Meyer’s Thm

Thm:(Meyers) Suppose {M} is a {n-}dimensional complete manifold and

\displaystyle \text{Ric}_M\geq (n-1)K>0

Then {\text{diam}M<\frac{\pi}{\sqrt{K}}} hence {M} is compact and {\pi_1(M)} is finite.

This theorem is proved by the following lemma.

Lemma: Suppose {\text{Ric}_M\geq (n-1)K>0}, then every geodesic which is longer than {\displaystyle \frac{\pi}{\sqrt{K}}} on {M} must have conjugate points hence not a minimal geodesic.

Proof: Suppose {\gamma(t):[0,l]\rightarrow M} is a mininal normal geodesic with length {\displaystyle l>\frac{\pi}{\sqrt{K}}}, {t} is the arc length parameter. Then there exists {\displaystyle K'=\left(\frac{\pi}{l}\right)^2} such that {K'<K}.

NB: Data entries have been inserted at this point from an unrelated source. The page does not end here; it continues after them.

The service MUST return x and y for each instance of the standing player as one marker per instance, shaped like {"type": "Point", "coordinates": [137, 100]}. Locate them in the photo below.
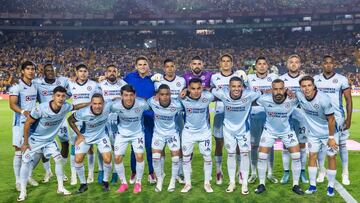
{"type": "Point", "coordinates": [237, 103]}
{"type": "Point", "coordinates": [40, 130]}
{"type": "Point", "coordinates": [45, 87]}
{"type": "Point", "coordinates": [93, 119]}
{"type": "Point", "coordinates": [278, 108]}
{"type": "Point", "coordinates": [22, 101]}
{"type": "Point", "coordinates": [260, 81]}
{"type": "Point", "coordinates": [291, 80]}
{"type": "Point", "coordinates": [81, 91]}
{"type": "Point", "coordinates": [320, 124]}
{"type": "Point", "coordinates": [197, 130]}
{"type": "Point", "coordinates": [130, 130]}
{"type": "Point", "coordinates": [335, 86]}
{"type": "Point", "coordinates": [165, 133]}
{"type": "Point", "coordinates": [110, 89]}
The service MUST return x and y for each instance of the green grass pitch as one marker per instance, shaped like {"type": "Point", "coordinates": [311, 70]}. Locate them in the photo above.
{"type": "Point", "coordinates": [274, 193]}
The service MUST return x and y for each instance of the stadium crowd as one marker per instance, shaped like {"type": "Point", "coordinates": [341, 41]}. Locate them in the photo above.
{"type": "Point", "coordinates": [98, 49]}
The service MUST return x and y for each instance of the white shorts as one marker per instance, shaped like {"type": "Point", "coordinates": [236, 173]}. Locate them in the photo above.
{"type": "Point", "coordinates": [268, 140]}
{"type": "Point", "coordinates": [315, 144]}
{"type": "Point", "coordinates": [49, 149]}
{"type": "Point", "coordinates": [189, 139]}
{"type": "Point", "coordinates": [256, 129]}
{"type": "Point", "coordinates": [121, 143]}
{"type": "Point", "coordinates": [173, 142]}
{"type": "Point", "coordinates": [231, 141]}
{"type": "Point", "coordinates": [218, 125]}
{"type": "Point", "coordinates": [103, 145]}
{"type": "Point", "coordinates": [63, 132]}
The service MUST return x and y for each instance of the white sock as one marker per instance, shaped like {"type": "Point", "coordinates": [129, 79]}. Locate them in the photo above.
{"type": "Point", "coordinates": [47, 166]}
{"type": "Point", "coordinates": [303, 158]}
{"type": "Point", "coordinates": [157, 164]}
{"type": "Point", "coordinates": [286, 159]}
{"type": "Point", "coordinates": [254, 159]}
{"type": "Point", "coordinates": [231, 164]}
{"type": "Point", "coordinates": [91, 164]}
{"type": "Point", "coordinates": [296, 167]}
{"type": "Point", "coordinates": [174, 166]}
{"type": "Point", "coordinates": [120, 169]}
{"type": "Point", "coordinates": [218, 162]}
{"type": "Point", "coordinates": [162, 161]}
{"type": "Point", "coordinates": [139, 171]}
{"type": "Point", "coordinates": [24, 174]}
{"type": "Point", "coordinates": [344, 156]}
{"type": "Point", "coordinates": [312, 175]}
{"type": "Point", "coordinates": [262, 165]}
{"type": "Point", "coordinates": [59, 172]}
{"type": "Point", "coordinates": [17, 165]}
{"type": "Point", "coordinates": [80, 170]}
{"type": "Point", "coordinates": [207, 168]}
{"type": "Point", "coordinates": [331, 174]}
{"type": "Point", "coordinates": [187, 169]}
{"type": "Point", "coordinates": [244, 166]}
{"type": "Point", "coordinates": [107, 170]}
{"type": "Point", "coordinates": [100, 161]}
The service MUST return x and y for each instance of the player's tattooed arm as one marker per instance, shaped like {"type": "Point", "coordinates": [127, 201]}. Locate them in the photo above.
{"type": "Point", "coordinates": [72, 120]}
{"type": "Point", "coordinates": [27, 125]}
{"type": "Point", "coordinates": [13, 102]}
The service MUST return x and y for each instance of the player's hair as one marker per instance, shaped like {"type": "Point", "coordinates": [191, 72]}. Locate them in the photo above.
{"type": "Point", "coordinates": [27, 63]}
{"type": "Point", "coordinates": [168, 60]}
{"type": "Point", "coordinates": [277, 81]}
{"type": "Point", "coordinates": [81, 65]}
{"type": "Point", "coordinates": [163, 87]}
{"type": "Point", "coordinates": [196, 58]}
{"type": "Point", "coordinates": [260, 58]}
{"type": "Point", "coordinates": [59, 89]}
{"type": "Point", "coordinates": [327, 56]}
{"type": "Point", "coordinates": [226, 55]}
{"type": "Point", "coordinates": [141, 58]}
{"type": "Point", "coordinates": [127, 88]}
{"type": "Point", "coordinates": [294, 56]}
{"type": "Point", "coordinates": [97, 95]}
{"type": "Point", "coordinates": [236, 78]}
{"type": "Point", "coordinates": [307, 78]}
{"type": "Point", "coordinates": [195, 80]}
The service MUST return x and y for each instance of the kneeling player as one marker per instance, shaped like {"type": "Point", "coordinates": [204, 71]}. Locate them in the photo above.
{"type": "Point", "coordinates": [236, 131]}
{"type": "Point", "coordinates": [320, 121]}
{"type": "Point", "coordinates": [278, 109]}
{"type": "Point", "coordinates": [165, 132]}
{"type": "Point", "coordinates": [45, 120]}
{"type": "Point", "coordinates": [94, 119]}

For {T_{\gamma(0)}M}, there exists an orthonormal basis {\{\frac{\partial }{\partial t}, V_i, i=1,\cdots,n-1\}}. Let {V_i(t)} be the parallel displacement of {V_i} along {\gamma}, {T} is the one of {\frac{\partial }{\partial t}}.

Define {W_i=V_i(t)\sin \sqrt{K'}t }. Then the second variation of {\gamma} along {W_i} is

\displaystyle I(W_i,W_i)=\int_{0}^l\langle\nabla_TW_i, \nabla_TW_i \rangle+R(T,W_i,T,W_i)dt

\displaystyle =\int_0^l-\langle W_i, \nabla_T\nabla_TW_i\rangle+ R(T,W_i,T,W_i)dt

\displaystyle =\int_0^l K'\sin^2\sqrt{K'}t+\sin^2\sqrt{K'}tR(T,V_i,T,V_i)dt

So

\displaystyle \sum_1^{n-1} I(W_i,W_i)=\int_0^l[(n-1)K'-\text{Ric}_M(V_i)]\sin^2\sqrt{K'}tdt<0

So there exists a {I(W_i,W_i)<0}, for such {i}, this means {\gamma} is locally maximal. This is contradiction, because we choose {\gamma} is a minimal geodesic.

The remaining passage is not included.